The vast majority of Gold Derby’s users are predicting one of two scripts to win Best Adapted Screenplay at the Oscars: “Nomadland” (by Chloe Zhao) or “The Father” (by Florian Zeller and Christopher Hampton). Since “Nomadland” is the front-runner for Best Picture, you’d think it would be a pretty safe bet to prevail for its writing. But we’ve been getting mixed messages during the awards season that makes it look like a total toss-up.
“Nomadland” and “The Father” went head-to-head for Best Screenplay at the Golden Globes, but they both lost to “The Trial of the Chicago 7,” which is an original script competing in a different Oscar category, so no help there. They battled again at the Critics Choice Awards, where “Nomadland” won, so that gave us an indication of its strength.
Normally we’d get some clarity from the Writers Guild Awards, which are presented by industry peers just like the Oscars are, but because the WGA has stricter awards rules than most other Hollywood unions, neither “Nomadland” nor “The Father” were even eligible to be nominated. “Borat Subsequent Moviefilm” won Best Adapted Screenplay there instead.
Most recently we heard from the BAFTAs, who awarded “The Father.” Could that have just been the home-field advantage for esteemed British writer Hampton? Not necessarily. The British academy liked “Nomadland” enough to give it Best Picture, Best Director (Zhao), and Best Actress (Frances McDormand), so it’s not like it had any kind of disadvantage with UK voters. So maybe that’s the right guidepost for Oscar. Especially since this is the only category where the academy can recognize Zeller and Hampton’s achievement, while Zhao can still be honored as a director, producer, and editor of “Nomadland.”

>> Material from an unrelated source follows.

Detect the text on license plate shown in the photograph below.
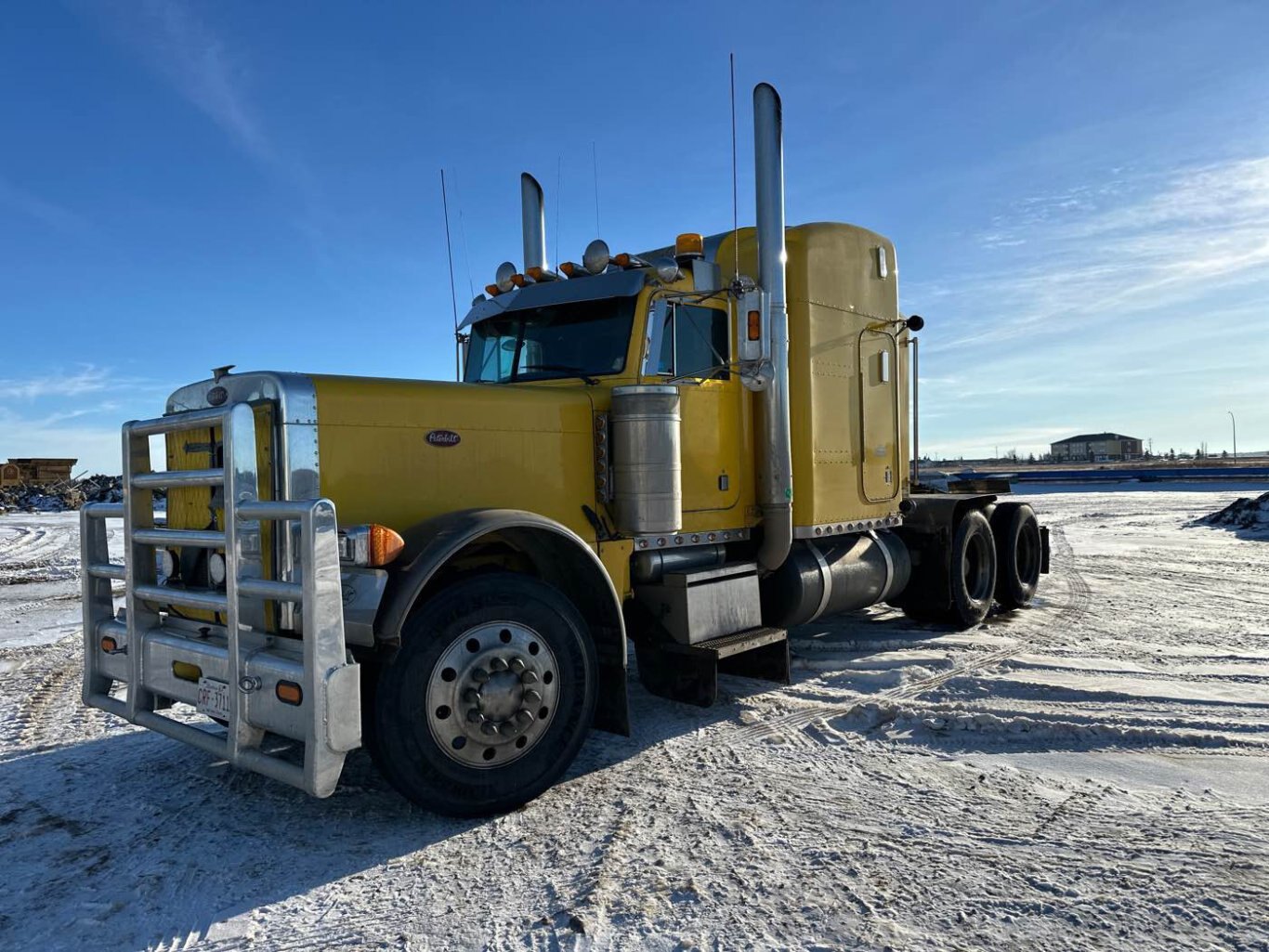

As of this writing “Nomadland” still has the best odds overall, with the vast majority of the Expert journalists we’ve surveyed picking it to win. However, more of Gold Derby’s Editors think “The Father” has the edge (including myself). Our Top 24 Users and All-Star Top 24, who have gotten the best prediction scores in recent years, both give “Nomadland” the edge, but by narrow margins.
So is it really just a two-way race between these films against “One Night in Miami,” “Borat” and “The White Tiger”? And if so, which way do you think it will go?